HPI: The patient is a female in her 30s G3P3003 with pmhx of gestational diabetes who complains of RUQ pain three hours after delivering a term infant via spontaneous vaginal delivery. Prior to delivery, the patient was induced with pitocin due to persistent mild range blood pressures and received a single dose of hydralazine and magnesium for one recording of a severe-range blood pressure prior to induction of labor. Delivery was otherwise uncomplicated. 
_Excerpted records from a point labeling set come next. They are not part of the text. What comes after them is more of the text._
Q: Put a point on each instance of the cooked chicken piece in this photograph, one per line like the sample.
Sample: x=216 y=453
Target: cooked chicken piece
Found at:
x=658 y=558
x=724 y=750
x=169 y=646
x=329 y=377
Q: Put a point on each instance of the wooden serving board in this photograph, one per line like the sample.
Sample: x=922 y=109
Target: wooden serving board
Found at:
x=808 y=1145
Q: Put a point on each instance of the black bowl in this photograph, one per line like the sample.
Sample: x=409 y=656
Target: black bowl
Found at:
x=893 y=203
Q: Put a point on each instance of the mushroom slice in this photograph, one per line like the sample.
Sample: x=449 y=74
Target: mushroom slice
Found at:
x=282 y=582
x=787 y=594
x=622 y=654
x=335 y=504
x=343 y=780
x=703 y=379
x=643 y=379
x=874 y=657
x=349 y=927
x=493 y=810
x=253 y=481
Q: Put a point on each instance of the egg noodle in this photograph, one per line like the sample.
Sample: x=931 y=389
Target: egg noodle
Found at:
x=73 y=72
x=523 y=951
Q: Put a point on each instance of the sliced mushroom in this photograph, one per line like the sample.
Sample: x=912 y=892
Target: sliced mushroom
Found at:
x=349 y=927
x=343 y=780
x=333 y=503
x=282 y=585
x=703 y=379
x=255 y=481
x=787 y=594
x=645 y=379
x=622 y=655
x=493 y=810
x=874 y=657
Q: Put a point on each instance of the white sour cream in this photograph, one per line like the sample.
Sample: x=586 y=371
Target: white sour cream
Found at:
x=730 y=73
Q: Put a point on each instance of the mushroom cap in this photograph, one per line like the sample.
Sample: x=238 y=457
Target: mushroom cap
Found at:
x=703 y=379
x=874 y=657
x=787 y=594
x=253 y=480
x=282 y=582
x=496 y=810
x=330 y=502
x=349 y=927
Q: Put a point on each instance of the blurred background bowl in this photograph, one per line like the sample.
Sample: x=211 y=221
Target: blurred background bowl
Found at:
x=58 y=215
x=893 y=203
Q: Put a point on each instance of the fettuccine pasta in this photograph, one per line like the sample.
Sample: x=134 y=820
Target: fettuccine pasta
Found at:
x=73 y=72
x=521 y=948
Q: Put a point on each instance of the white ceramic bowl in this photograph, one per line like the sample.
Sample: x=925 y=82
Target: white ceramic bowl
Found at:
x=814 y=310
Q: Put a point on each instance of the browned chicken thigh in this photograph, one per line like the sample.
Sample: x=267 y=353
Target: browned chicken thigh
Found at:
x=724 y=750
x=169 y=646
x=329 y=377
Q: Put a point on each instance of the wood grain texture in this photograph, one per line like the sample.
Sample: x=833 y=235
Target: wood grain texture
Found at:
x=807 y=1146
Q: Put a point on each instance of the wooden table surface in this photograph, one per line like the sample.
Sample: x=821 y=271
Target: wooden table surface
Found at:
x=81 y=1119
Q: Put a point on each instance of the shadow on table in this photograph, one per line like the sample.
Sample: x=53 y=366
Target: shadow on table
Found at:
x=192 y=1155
Vitals: BP 148/84 T 36.5 P 82 RR 18 O2: 99%

Physical Exam: Significant for mild tachypnea and grunting, mildly tender abdomen to palpation, no hepatosplenomegaly, no bruising or discoloration, no edema, +1 reflexes, firm uterus

Labs: BMP and CBC are within normal limits. These labs were drawn prior to delivery.

Differential Diagnosis

OB causes: uterine atony, uterine rupture, chorioamnionitis/endometritis, amniotic fluid embolism, pre-eclampsia/HELLP

Non-OB causes: acute appendicitis, cholelithiasis or cholecystitis, adenexal torsion/tumor/cyst

Dr. Doerning's Diagnosis and Test: Pre-Eclampsia/HELLP and LFTs

Test of Choice: LFTs!

HELLP Syndrome (Hemolysis, Elevated Liver enzymes, and Low Platelet Count)

Tennessee criteria (in addition to SBP >140 or DBP >90):

  1. Evidence of microangiopathic hemolytic anemia
  2. Platelet count <100K
  3. Total Bili >1.2 mg/dL
  4. AST >2x upper limit of normal or >70U/L

Sequelae of HELLP

  1. DIC (21%)
  2. Placental abruption (16%)
  3. Rental failure (8%)
  4. Pulmonary edema (6%)
  5. Subcapsular liver hematoma (1%)
  6. Retinal detachment (1%)
  7. Fetal demise if untreated

Management: Delivery if >34 weeks and aggressive management of pre-eclampitic features if present

  • Hypertension: hydralazine, labetalol, nifedipine/nicardipine
  • Mag for seizures, 6 grams over 2 hours as the initial loading dose
  • No indication for steroids 

Patient Follow Up

The patient continued to complain of RUQ pain post-partum and became persistently hypertensive. CT imaging showed a subcapsular hematoma with active extravasation. The patient went to IR for embolization and ultimately did well.